A review of the Federal Aviation Administration (FAA) airman records revealed that the pilot held an Airline Transport Pilot (ATP) certificate dated January 29, 2003, with a multiengine land (MEL) rating and an A/CE-500 (Cessna Citation) type rating. The pilot's flight logbook was not located. The pilot reported in the FAA airman medical application dated October 11, 2004, that he had 2,285 hours of flight time with 65 hours in the previous 6 months.
The passenger in the right seat had no aviation experience other than some glider training 25 years ago and did not hold any pilot certificates.
The passenger in the seat behind the pilot had no aviation experience and did not hold any pilot certificates.

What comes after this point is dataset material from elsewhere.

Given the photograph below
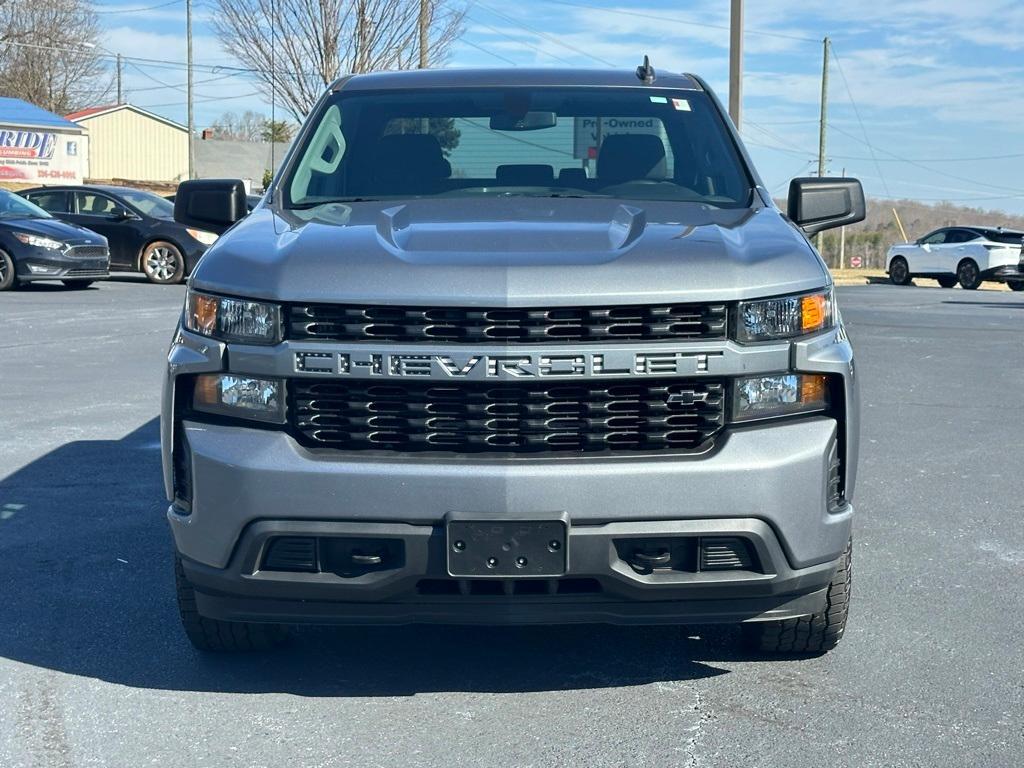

MEDICAL AND PATHOLOGICAL INFORMATION
FAA airman medical records were requested from Oklahoma City, Oklahoma, and reviewed. The Airline Transport Pilot held a first-class medical certificate dated October 11, 2004, with the limitation that the holder shall possess glasses that correct for near vision. The pilot was issued a Statement of Demonstrated Ability Waiver for defective color vision dated October 6, 1999, and an FAA letter of demonstrated ability for the same condition dated December 2, 2004. The pilot did not report any heart or vascular trouble on the examination form (FAA Form 8500-8), however, he did report having the flu in June 2002. A routine electro cardiogram (ECG) test was performed for this exam and for previous FAA medical exams on January 23, 2003, December 5, 2001, and June 28, 1999.
The Clark County Coroner completed an autopsy and investigation. The coroner reported that the wife of the pilot said that the pilot had been battling what appeared to be a sinus infection for the past 2 weeks and that his physician had 'cleared' him for flight on May 2, 2005. The FAA Bioaeronautical Sciences Research Laboratory in Oklahoma City performed toxicological analysis from tissue samples obtained during the autopsy. The results of analysis were negative for carbon monoxide, cyanide, ethanol, and positive for atropine. The autopsy report states that the cause of death was arteriosclerotic cardiovascular disease.